Caballo quarantine: Better safe than sorry

Caballo Island. AP FILE PHOTO

Caballo Island. AP FILE PHOTO

MANILA, Philippines—Better safe than sorry.

The long wait for the peacekeepers in Caballo Island to be with their families will be over on Dec. 3.

But the Department of Health (DOH) on Friday admitted that the mandatory Ebola quarantine measures employed by the government were beyond the recommendations of the World Health Organization (WHO).

“The Philippines implemented the mandatory quarantine so we can monitor them. We cannot afford to have even one Ebola case,” DOH spokesperson Lyndon Lee Suy on Friday said in a press conference at the Holiday Inn Manila Galleria in Quezon City.

While the government recognized recommendations from experts like the WHO and the Center for Disease Control and Prevention (CDC), it took extra precautionary measures to ensure that the country is Ebola-free.

One of the reasons the health department implemented the mandatory quarantine is to ensure that the exposure of the Filipinos who came from Ebola-hit West Africa is confined to those who are quarantined with them, Lee Suy said.

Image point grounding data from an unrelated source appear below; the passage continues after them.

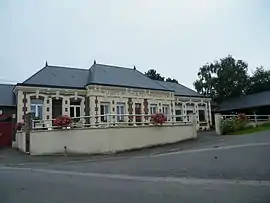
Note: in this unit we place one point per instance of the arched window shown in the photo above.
(37, 108)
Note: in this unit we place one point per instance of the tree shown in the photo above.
(154, 75)
(171, 80)
(223, 79)
(259, 81)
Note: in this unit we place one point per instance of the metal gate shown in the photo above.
(5, 131)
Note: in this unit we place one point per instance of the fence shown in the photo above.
(111, 120)
(102, 137)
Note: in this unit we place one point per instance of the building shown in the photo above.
(258, 103)
(94, 94)
(7, 100)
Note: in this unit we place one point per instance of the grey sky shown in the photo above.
(175, 37)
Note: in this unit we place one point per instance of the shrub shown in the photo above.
(233, 124)
(158, 118)
(62, 121)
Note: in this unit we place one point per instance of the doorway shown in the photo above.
(138, 111)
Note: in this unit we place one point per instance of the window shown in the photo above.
(120, 110)
(104, 110)
(37, 109)
(202, 115)
(178, 114)
(75, 109)
(166, 110)
(153, 108)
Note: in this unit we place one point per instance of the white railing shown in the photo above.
(253, 117)
(111, 120)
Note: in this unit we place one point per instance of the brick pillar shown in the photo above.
(146, 110)
(130, 109)
(87, 109)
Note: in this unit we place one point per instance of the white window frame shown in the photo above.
(74, 110)
(166, 110)
(106, 117)
(36, 113)
(153, 108)
(120, 110)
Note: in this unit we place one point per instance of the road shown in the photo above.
(236, 169)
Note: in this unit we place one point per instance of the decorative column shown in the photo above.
(113, 118)
(172, 111)
(210, 113)
(93, 101)
(65, 106)
(184, 113)
(196, 108)
(87, 109)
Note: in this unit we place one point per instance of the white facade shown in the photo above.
(99, 100)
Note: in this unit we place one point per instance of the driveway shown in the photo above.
(211, 169)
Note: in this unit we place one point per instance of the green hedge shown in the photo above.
(233, 124)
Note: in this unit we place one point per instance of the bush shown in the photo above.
(234, 124)
(62, 121)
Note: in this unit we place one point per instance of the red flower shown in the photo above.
(158, 118)
(62, 121)
(19, 125)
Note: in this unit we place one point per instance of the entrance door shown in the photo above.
(138, 111)
(56, 108)
(5, 131)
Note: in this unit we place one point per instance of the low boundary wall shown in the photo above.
(106, 140)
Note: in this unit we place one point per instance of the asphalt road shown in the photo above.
(234, 170)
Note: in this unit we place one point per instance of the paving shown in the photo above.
(210, 169)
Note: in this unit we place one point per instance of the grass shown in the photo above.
(260, 128)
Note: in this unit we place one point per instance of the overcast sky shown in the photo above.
(175, 37)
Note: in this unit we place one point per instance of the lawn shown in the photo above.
(263, 127)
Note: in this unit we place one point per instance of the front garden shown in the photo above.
(240, 124)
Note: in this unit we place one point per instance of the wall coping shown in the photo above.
(112, 127)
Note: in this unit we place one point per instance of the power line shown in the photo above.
(8, 80)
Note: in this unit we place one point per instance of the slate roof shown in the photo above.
(179, 90)
(7, 97)
(244, 102)
(55, 76)
(118, 76)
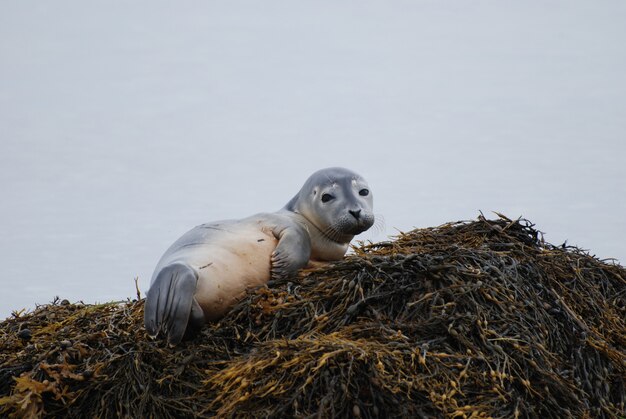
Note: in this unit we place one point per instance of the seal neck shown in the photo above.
(323, 246)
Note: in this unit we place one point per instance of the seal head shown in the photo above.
(211, 267)
(337, 204)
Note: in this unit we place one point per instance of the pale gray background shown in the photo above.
(125, 123)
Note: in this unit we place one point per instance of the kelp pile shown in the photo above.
(469, 319)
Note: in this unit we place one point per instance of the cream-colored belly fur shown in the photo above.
(232, 262)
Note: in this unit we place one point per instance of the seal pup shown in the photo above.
(206, 271)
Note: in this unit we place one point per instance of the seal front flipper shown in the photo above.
(292, 252)
(169, 302)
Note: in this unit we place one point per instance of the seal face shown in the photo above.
(205, 272)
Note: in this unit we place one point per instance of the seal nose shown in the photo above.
(356, 214)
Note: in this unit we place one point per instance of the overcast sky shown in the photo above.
(124, 124)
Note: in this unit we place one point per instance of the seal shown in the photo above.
(211, 267)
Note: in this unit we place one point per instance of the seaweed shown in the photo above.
(469, 319)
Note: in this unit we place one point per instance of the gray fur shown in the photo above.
(316, 225)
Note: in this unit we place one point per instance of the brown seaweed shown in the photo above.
(469, 319)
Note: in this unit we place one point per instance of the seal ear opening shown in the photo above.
(169, 302)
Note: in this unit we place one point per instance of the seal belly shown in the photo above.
(233, 260)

Once the travelers or the overseas Filipino workers show symptoms of Ebola, there would be no need for the DOH to search the people they had contact with and investigate.

Philippine Society for Microbiology and Infectious Diseases (PSMID) president Ludovico Jurao Jr. said part of the Filipino custom upon arrival of an OFW is to have a family gathering—a “feast” with a lot of people.

If the OFW does not have fever, there would be no problem. “You are only infectious if you have symptoms,” Jurao said.

Ebola symptoms include fever, fatigue, muscle and joint pains, headache, vomiting, diarrhea, rash, bleeding from gums and skin, and blood in the stools and urine.

Jurao said, “Ebola is an evolving disease…We’ll be supporting the DOH by providing them with expertise and knowledge. We want an Ebola-free Philippines.”